The sun had crossed the sky and gone down again. There’d been no sign of Isaac all day. He never came out of his study, not even to join me and Gabrielle for meals. Deciphering the scroll was taking all his time. I wished I could help somehow. I felt useless just waiting around, but translating Elvish wasn’t part of my limited skill set. Not unless you could translate scrolls by punching them.
I adjusted the gold-plated temperature-control knobs until the water was so hot I could barely see through the steam. I lathered soap over my torso, thinking about how I’d been stabbed to death with swords twice already this week. Once in the stomach and once in the chest. For anyone else, that would be some kind of record. For me, it was business as usual. There were no scars to show for it, of course. Looking at myself, I looked like a perfectly normal man. You’d never know I had died thirteen times already. You’d never know I could see through the skin of the world and pluck its threads.
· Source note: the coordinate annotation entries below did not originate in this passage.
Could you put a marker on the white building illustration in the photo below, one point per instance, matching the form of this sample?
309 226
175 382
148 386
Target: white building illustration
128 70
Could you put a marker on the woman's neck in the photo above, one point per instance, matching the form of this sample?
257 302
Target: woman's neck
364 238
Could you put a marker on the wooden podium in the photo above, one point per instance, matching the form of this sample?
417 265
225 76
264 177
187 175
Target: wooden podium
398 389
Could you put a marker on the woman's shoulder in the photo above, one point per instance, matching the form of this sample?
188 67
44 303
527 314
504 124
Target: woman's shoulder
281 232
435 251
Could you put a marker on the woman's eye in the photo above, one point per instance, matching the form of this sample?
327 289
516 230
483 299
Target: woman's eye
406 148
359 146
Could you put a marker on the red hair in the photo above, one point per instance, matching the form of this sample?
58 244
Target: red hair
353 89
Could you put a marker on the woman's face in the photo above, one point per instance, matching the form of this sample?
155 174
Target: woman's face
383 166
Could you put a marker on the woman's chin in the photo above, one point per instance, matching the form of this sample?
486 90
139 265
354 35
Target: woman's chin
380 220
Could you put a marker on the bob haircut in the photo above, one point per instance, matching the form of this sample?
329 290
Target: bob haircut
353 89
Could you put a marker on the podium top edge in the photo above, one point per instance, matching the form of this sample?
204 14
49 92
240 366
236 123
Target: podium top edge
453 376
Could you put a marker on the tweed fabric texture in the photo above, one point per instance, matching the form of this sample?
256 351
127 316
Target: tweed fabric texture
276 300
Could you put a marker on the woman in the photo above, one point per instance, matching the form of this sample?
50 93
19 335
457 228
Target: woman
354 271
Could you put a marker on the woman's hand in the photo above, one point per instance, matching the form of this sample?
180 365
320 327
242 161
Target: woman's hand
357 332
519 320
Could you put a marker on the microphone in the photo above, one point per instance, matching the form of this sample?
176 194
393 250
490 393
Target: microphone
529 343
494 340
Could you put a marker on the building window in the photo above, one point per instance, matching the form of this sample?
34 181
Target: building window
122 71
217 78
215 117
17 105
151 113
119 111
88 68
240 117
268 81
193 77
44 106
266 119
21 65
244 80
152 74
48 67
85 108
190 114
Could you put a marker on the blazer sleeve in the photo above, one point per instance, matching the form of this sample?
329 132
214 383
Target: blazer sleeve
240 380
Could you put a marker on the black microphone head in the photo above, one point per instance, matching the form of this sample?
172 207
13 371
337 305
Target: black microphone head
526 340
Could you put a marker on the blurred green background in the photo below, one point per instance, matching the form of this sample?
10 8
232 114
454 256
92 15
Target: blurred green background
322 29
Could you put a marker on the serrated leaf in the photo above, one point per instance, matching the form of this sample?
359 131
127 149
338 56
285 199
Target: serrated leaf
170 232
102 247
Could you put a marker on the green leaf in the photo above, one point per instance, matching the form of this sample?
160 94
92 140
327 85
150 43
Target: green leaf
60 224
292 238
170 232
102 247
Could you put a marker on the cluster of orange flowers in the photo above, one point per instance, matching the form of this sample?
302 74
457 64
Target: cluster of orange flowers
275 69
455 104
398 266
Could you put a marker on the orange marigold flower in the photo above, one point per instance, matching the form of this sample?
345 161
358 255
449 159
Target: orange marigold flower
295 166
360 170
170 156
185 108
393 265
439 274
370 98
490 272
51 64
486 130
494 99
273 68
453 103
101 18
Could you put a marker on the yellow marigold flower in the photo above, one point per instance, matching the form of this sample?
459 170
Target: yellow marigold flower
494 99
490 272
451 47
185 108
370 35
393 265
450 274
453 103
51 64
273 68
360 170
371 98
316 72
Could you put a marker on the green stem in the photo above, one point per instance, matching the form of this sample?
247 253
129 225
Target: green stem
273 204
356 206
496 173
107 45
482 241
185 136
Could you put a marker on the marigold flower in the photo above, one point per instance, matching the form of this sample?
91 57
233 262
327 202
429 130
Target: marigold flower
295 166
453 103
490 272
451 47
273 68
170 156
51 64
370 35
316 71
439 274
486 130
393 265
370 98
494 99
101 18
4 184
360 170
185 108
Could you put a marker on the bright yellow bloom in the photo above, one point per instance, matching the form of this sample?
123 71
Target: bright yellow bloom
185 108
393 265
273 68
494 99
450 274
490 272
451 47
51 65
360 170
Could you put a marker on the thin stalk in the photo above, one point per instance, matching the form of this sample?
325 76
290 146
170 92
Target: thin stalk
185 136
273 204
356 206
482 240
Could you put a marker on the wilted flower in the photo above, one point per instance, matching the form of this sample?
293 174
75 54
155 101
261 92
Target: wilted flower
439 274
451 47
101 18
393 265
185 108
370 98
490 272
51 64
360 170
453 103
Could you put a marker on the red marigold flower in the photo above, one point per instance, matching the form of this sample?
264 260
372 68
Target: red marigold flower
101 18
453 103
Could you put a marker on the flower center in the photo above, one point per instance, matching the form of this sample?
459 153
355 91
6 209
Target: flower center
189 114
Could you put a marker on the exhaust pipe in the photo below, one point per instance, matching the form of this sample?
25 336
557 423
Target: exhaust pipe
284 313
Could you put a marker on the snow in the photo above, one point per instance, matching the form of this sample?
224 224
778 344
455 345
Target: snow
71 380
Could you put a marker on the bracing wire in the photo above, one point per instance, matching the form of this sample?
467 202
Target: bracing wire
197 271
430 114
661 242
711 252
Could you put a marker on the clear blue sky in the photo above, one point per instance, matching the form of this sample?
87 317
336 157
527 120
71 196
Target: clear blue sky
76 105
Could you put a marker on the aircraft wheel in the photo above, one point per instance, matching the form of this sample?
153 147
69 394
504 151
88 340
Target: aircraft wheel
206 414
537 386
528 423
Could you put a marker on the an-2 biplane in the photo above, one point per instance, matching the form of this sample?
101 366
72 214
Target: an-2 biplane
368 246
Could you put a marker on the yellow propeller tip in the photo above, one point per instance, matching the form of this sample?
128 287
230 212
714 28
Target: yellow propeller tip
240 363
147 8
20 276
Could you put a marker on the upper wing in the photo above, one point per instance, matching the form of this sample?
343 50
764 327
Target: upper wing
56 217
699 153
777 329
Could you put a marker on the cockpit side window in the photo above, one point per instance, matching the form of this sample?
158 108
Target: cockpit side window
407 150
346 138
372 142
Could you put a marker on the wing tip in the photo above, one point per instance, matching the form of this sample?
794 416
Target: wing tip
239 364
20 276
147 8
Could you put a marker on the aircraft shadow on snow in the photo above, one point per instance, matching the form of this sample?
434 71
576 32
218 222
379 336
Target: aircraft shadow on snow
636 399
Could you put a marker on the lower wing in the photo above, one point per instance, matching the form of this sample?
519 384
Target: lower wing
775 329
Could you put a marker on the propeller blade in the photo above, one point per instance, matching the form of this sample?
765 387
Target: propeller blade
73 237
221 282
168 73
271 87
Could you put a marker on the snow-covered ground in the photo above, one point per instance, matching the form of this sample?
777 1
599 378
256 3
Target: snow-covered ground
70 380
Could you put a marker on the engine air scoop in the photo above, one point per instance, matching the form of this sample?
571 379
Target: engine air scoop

How could I have ever believed I was Lucas West from Norristown, Pennsylvania? Who was I kidding? Myself, apparently.
When I finished showering, I stepped out of the stall into the steam-filled bathroom. A granite counter ran along one wall, embedded with a large, enamel sink. Above it was a wall-length mirror. I wiped the steam away and studied my reflection. Despite all my strange abilities, despite all the mysteries of my identity, I looked human enough.